Accompanying the images are written descriptions with misplaced pronouns and sometimes unstable definitions of gender. You have questions: is there something else to be seen here? Something … every now and again discernible, something queer?

Women cross-dressing – whether parodying the conventional gender roles of the late 19th and early 20th centuries, performing tomboy characters on stage, or dressing up (and down) to earn a living – might catch your eye.

There is pleasure in detecting nuances of dress that insinuate a disruptive sexuality. Or at the very least seeing women adopting male personas for the camera, as a means of visual resistance and social play, reflecting the cultural tensions of the day.1

Take a stroll down trouser lane

Three people in suits

Three men (or women dressed as men) standing in paddock, wearing suits, Walter Hodgkinson, glass negative, c. 1880-1900, Pictures Collection, State Library Victoria, H42506/47

So are they men or women? They are indeed women! Note the lack of facial hair, hats sitting high on the head (hair tucked in behind or in buns) and feminine footwear.

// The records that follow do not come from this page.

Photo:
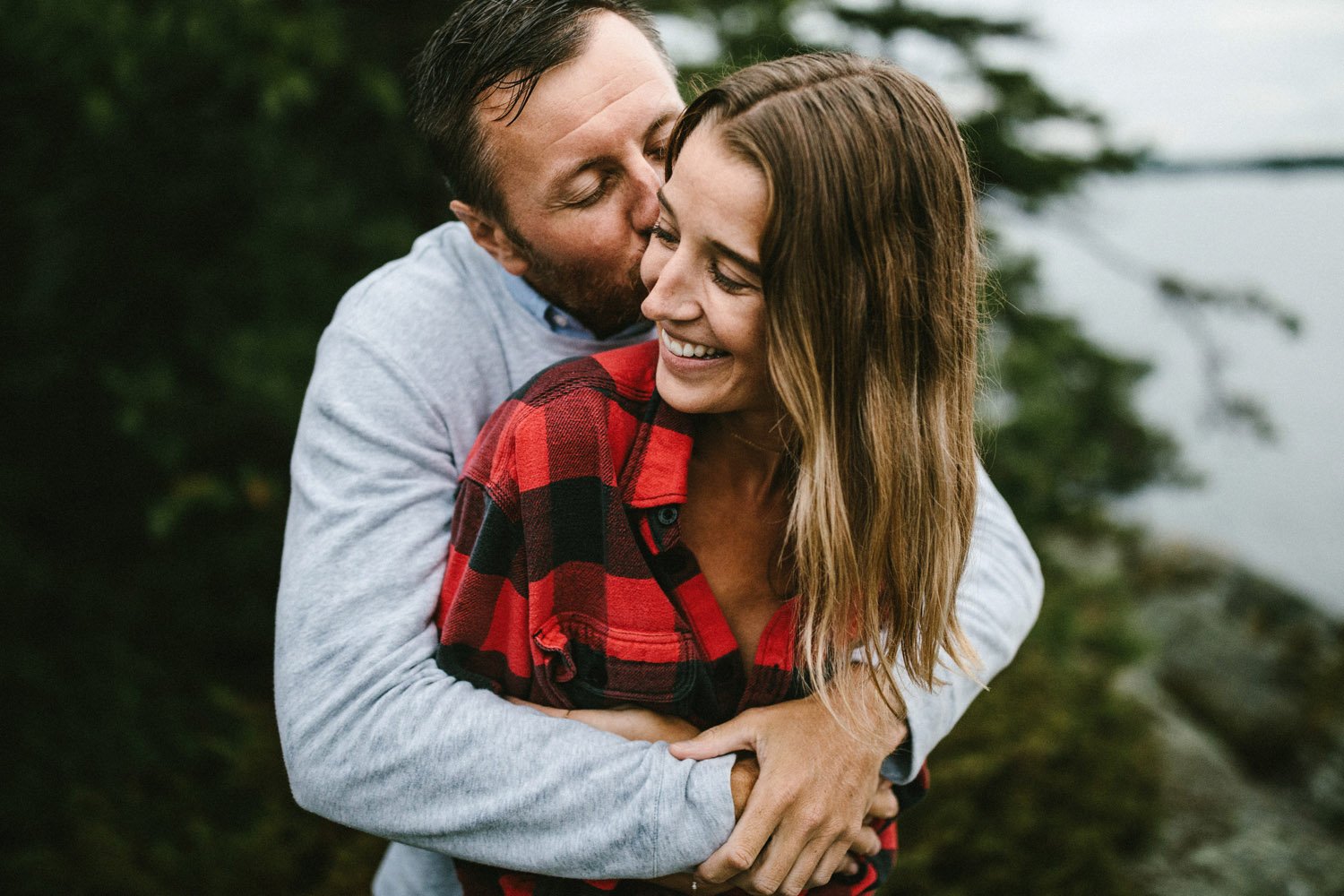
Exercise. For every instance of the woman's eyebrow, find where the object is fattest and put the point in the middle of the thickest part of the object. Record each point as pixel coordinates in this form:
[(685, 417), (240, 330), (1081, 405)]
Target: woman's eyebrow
[(753, 268), (731, 254)]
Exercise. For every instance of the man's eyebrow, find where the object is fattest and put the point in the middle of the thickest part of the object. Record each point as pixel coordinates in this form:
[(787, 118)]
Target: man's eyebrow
[(659, 124)]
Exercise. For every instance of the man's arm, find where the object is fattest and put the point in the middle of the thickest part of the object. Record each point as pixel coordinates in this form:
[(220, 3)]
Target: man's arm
[(997, 602), (375, 735)]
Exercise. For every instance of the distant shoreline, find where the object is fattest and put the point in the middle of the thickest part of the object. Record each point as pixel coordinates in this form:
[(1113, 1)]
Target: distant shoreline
[(1277, 164)]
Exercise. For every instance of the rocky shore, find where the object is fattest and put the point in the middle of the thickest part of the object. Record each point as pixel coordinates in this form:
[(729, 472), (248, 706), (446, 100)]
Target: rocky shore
[(1246, 684)]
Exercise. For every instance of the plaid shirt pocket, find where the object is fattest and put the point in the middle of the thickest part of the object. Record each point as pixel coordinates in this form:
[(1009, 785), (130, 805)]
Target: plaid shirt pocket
[(589, 664)]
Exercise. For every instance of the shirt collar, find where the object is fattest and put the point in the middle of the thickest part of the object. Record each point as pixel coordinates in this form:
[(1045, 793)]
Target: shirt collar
[(556, 319)]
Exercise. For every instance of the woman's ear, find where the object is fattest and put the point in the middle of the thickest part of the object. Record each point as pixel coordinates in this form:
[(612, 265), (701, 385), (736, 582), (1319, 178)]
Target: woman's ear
[(491, 237)]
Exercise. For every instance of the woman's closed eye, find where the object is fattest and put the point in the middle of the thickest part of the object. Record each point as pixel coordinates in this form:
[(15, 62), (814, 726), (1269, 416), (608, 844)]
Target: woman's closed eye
[(726, 282)]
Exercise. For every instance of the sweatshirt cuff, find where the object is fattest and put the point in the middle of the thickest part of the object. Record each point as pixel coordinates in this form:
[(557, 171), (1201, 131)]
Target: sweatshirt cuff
[(695, 813)]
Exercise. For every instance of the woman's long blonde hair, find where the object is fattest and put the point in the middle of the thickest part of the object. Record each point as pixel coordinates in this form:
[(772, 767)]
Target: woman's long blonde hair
[(870, 263)]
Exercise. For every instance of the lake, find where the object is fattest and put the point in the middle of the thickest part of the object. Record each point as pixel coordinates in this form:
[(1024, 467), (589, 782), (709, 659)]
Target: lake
[(1277, 505)]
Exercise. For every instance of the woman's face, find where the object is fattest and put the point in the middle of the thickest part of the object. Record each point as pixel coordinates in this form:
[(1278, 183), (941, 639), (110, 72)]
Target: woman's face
[(703, 274)]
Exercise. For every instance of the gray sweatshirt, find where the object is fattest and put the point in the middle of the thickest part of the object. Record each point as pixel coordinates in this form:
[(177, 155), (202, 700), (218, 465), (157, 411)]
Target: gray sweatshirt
[(375, 735)]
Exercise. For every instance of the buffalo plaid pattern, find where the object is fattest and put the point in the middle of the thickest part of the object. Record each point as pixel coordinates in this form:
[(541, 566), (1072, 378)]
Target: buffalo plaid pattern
[(567, 583)]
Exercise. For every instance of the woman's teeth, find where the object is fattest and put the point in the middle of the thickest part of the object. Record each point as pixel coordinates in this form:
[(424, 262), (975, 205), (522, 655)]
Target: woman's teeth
[(690, 349)]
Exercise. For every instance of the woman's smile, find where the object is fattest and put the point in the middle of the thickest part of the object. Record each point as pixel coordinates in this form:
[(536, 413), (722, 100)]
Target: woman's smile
[(688, 349)]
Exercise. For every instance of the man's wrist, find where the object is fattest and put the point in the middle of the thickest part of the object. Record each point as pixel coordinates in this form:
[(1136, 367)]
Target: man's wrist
[(741, 780)]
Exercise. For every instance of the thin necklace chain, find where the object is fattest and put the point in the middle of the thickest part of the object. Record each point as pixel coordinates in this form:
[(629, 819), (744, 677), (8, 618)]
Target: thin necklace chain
[(760, 447)]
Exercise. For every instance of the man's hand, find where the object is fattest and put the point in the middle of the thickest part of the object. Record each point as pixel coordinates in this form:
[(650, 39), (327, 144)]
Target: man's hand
[(814, 794)]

Many photographs from the late 19th century depict women wearing men’s clothes and flaunting the signifiers of masculinity: a pipe, the smoking of a cigarette, a ‘lad’s’ stance with hands in pockets or one’s vest, men’s hats askew, the addition of a fob watch and neckties all round.

These three women are playing up to the camera, dressed in men’s garb and behaving mannishly long before pants became socially suitable clothing for women. Dressing up and being photographed in the backyard suggests a spontaneity and joie de vire, whilst casting shadows of masculinity provides an apt backdrop for the posing chaps.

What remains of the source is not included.